“I’m so glad I live in a world where there are Octobers.”
That’s a quote from Anne of Green Gables, and it’s resounding in my mind. Fall is hands-down my favorite time of year. We’re finished with harvest and wildfires around here, and thanks to a couple of good soaking rains, the ground is somewhat moist and the air is clean. The neighborhood porches are sporting a pumpkin or two, and I’ve spied more than a few busy squirrels. The month of October also begins with my birthday and ends with my most favorite celebration of all, Halloween. But in addition to all of these great attributes …
October has leaves!
So many crispy, crunchy, drifting, tumbling, brilliantly colored leaves. On a recent walk, we witnessed the glory of a maple tree that we swear was the definition of neon fuchsia! It is literally raining leaves right now, and I can hear them gently tapping against my window as they fall.
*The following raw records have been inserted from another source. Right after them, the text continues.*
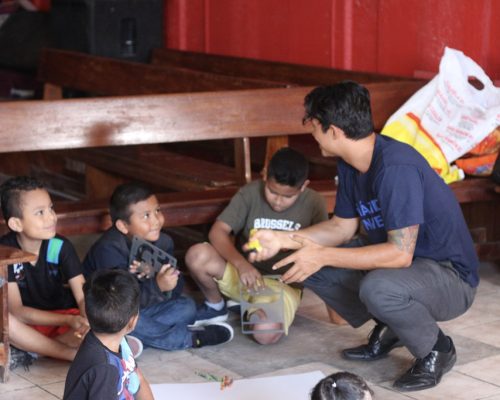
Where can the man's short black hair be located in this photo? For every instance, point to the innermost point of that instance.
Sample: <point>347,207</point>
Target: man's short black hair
<point>340,386</point>
<point>111,300</point>
<point>345,105</point>
<point>10,194</point>
<point>288,167</point>
<point>124,196</point>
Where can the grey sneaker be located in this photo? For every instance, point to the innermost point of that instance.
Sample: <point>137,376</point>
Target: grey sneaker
<point>211,335</point>
<point>208,315</point>
<point>20,357</point>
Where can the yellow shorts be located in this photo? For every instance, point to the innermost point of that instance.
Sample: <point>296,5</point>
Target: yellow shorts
<point>229,286</point>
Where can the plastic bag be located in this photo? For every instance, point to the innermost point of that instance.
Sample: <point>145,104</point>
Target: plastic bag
<point>480,160</point>
<point>450,115</point>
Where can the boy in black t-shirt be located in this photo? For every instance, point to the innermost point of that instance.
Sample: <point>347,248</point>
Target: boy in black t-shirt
<point>166,315</point>
<point>104,368</point>
<point>46,306</point>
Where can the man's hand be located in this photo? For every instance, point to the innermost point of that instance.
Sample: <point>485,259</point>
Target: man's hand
<point>250,277</point>
<point>79,324</point>
<point>167,278</point>
<point>269,245</point>
<point>306,261</point>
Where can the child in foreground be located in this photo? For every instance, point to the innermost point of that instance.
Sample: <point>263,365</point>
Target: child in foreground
<point>104,367</point>
<point>46,306</point>
<point>342,386</point>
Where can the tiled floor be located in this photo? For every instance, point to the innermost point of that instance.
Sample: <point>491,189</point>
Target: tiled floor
<point>314,344</point>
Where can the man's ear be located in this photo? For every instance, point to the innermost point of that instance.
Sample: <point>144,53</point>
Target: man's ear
<point>132,323</point>
<point>122,226</point>
<point>305,184</point>
<point>15,224</point>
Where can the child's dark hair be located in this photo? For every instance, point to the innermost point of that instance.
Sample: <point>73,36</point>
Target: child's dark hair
<point>124,196</point>
<point>111,300</point>
<point>345,105</point>
<point>10,194</point>
<point>341,386</point>
<point>288,167</point>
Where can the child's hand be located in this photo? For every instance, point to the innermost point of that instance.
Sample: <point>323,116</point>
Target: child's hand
<point>167,278</point>
<point>263,245</point>
<point>251,277</point>
<point>142,270</point>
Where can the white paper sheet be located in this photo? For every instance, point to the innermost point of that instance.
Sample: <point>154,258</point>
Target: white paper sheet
<point>289,387</point>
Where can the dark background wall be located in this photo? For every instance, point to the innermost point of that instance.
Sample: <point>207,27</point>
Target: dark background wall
<point>403,37</point>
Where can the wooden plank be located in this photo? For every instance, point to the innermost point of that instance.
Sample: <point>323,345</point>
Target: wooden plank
<point>261,69</point>
<point>116,121</point>
<point>111,77</point>
<point>163,169</point>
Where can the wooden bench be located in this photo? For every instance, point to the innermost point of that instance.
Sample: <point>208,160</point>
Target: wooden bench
<point>104,76</point>
<point>296,74</point>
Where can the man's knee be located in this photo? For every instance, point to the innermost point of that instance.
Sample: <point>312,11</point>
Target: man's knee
<point>380,295</point>
<point>198,256</point>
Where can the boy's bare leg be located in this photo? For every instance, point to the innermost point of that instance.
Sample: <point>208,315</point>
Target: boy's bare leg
<point>205,264</point>
<point>26,338</point>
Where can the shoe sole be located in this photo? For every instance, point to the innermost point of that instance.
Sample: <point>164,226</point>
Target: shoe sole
<point>447,369</point>
<point>139,344</point>
<point>210,321</point>
<point>380,357</point>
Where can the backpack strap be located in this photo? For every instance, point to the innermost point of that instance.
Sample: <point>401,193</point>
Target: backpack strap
<point>53,250</point>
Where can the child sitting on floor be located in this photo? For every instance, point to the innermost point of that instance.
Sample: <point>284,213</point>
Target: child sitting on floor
<point>104,367</point>
<point>46,306</point>
<point>342,386</point>
<point>166,315</point>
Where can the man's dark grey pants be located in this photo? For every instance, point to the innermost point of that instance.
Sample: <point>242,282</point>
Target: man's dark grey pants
<point>409,300</point>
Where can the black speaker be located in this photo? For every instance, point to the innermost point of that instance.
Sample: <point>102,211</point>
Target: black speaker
<point>126,29</point>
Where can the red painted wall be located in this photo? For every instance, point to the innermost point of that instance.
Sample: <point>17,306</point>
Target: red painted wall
<point>402,37</point>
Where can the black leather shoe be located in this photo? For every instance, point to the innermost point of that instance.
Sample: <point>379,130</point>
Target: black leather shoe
<point>382,341</point>
<point>427,372</point>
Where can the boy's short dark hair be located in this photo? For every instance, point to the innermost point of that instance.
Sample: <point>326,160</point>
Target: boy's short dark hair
<point>340,386</point>
<point>345,105</point>
<point>124,196</point>
<point>10,194</point>
<point>288,167</point>
<point>111,300</point>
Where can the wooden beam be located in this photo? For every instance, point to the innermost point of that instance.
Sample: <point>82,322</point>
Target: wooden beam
<point>262,69</point>
<point>116,121</point>
<point>111,77</point>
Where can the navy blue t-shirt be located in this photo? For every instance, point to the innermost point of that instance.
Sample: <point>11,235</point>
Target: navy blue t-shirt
<point>400,189</point>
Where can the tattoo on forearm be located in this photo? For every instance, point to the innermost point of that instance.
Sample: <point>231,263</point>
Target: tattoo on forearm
<point>405,239</point>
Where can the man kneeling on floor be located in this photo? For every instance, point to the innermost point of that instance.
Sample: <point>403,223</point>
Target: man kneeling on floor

How do the leaves know to fall in October? My curiosity sent me to Google, where I learned that trees possess an inner clock that is triggered by the length of daylight. The tree closes the water and nutrient routes to the leaves in preparation for winter, which causes sugar to build up. Sugar, coupled with a stop in chlorophyll production, is the sign a tree needs to make the pigment anthocyanin, responsible for all the brilliant reds of autumn. A succession of warm, sunny days and cool, crisp nights above freezing tend to bring on the most spectacular color displays.